The engine is access‑controlled and available under outcome‑based pricing.

Technical correctness alone does not produce trust.
ARF incorporates cognitive science principles to ensure that users understand, trust, and effectively oversee autonomous AI agents.

Canonical reference: See core_concepts.md for definitions of HealingIntent (explanations) and escalation gates (human‑in‑the‑loop).


1. Explainability

Every decision must answer three questions:

  1. What happened? – The action taken (approve, deny, escalate)
  2. Why did it happen? – The risk score, policy violations, and expected loss components
  3. What would change the decision? – Counterfactual insights (e.g., “if latency were lower, risk would be 0.3”)

Example explanation generated by the core engine:

“Risk increased because latency exceeded normal thresholds (350ms vs baseline 120ms) and historical incidents show 35% failure probability for this database category. Policy violations: none.

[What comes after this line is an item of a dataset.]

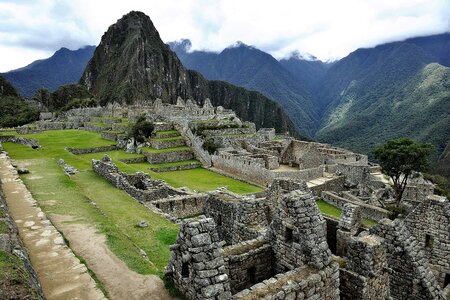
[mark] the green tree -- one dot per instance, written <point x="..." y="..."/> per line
<point x="141" y="130"/>
<point x="399" y="158"/>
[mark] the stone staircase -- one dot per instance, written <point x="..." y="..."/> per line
<point x="168" y="150"/>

Expected loss: approve=18.2, deny=12.7, escalate=11.5. Selected: ESCALATE due to epistemic uncertainty (0.45 > threshold 0.3).”

All explanations are returned in the justification field of HealingIntent.


2. Trust Calibration

Humans trust systems more when uncertainty is visible.
ARF displays:

  • Credible intervals – 90% HDI around risk scores (see mathematics.md)
  • Probability ranges – verbal labels aligned with numerical thresholds (e.g., “low risk”, “medium risk”, “high risk”)
  • Confidence levels – derived from epistemic uncertainty (confidence = 1 - ψ)

Visualisation in frontend:
- Risk score as a point estimate with error bars (HDI)
- Confidence as a progress bar or percentage
- Colour coding: green (low risk), yellow (medium), red (high), grey (uncertain)


3. Cognitive Load Reduction

Dashboards prioritise information to reduce cognitive load:

  1. Critical alerts – active policy violations, forced escalations, high uncertainty
  2. System status – current risk score, confidence, recommendation
  3. Historical trends – recent decisions, outcome success rates (optional, if temporal layer enabled)

Interactive drill‑down allows users to inspect detailed risk factors, epistemic breakdown, and decision traces without overwhelming the main view.


4. Human‑in‑the‑Loop

Escalations occur automatically when:

  • Uncertainty interval width > threshold (e.g., HDI width > 0.3)
  • Risk score falls into an escalation band (configurable via expected loss constants)
  • Model confidence is low (confidence < 0.5)

Escalation workflow:

  1. Core engine returns ESCALATE in HealingIntent.action
  2. Enterprise enforcement layer routes the request to a human reviewer (via Slack, Teams, or web UI)
  3. Reviewer examines risk factors, epistemic breakdown, and similar past incidents (if memory enabled)
  4. Reviewer approves, denies, or requests modifications
  5. The decision and reviewer justification are stored in the audit trail

Human overrides are fed back into the risk engine as outcomes (update_outcome) to improve future predictions.


5. Bias Mitigation

ARF incorporates bias mitigation strategies:

Strategy Implementation
Pessimistic priors High‑impact categories (database, security) have priors biased toward higher risk (see mathematics.md)
Periodic bias audits Log decisions with metadata (requester role, environment, resource type) – enterprise layer can run disparity analyses
Fairness constraints Configurable policies can enforce equal treatment across user groups (e.g., same risk threshold for all roles)
Override tracking All human overrides are logged, enabling detection of systematic bias in human decisions

Bias audit reports can be generated from audit logs (enterprise feature).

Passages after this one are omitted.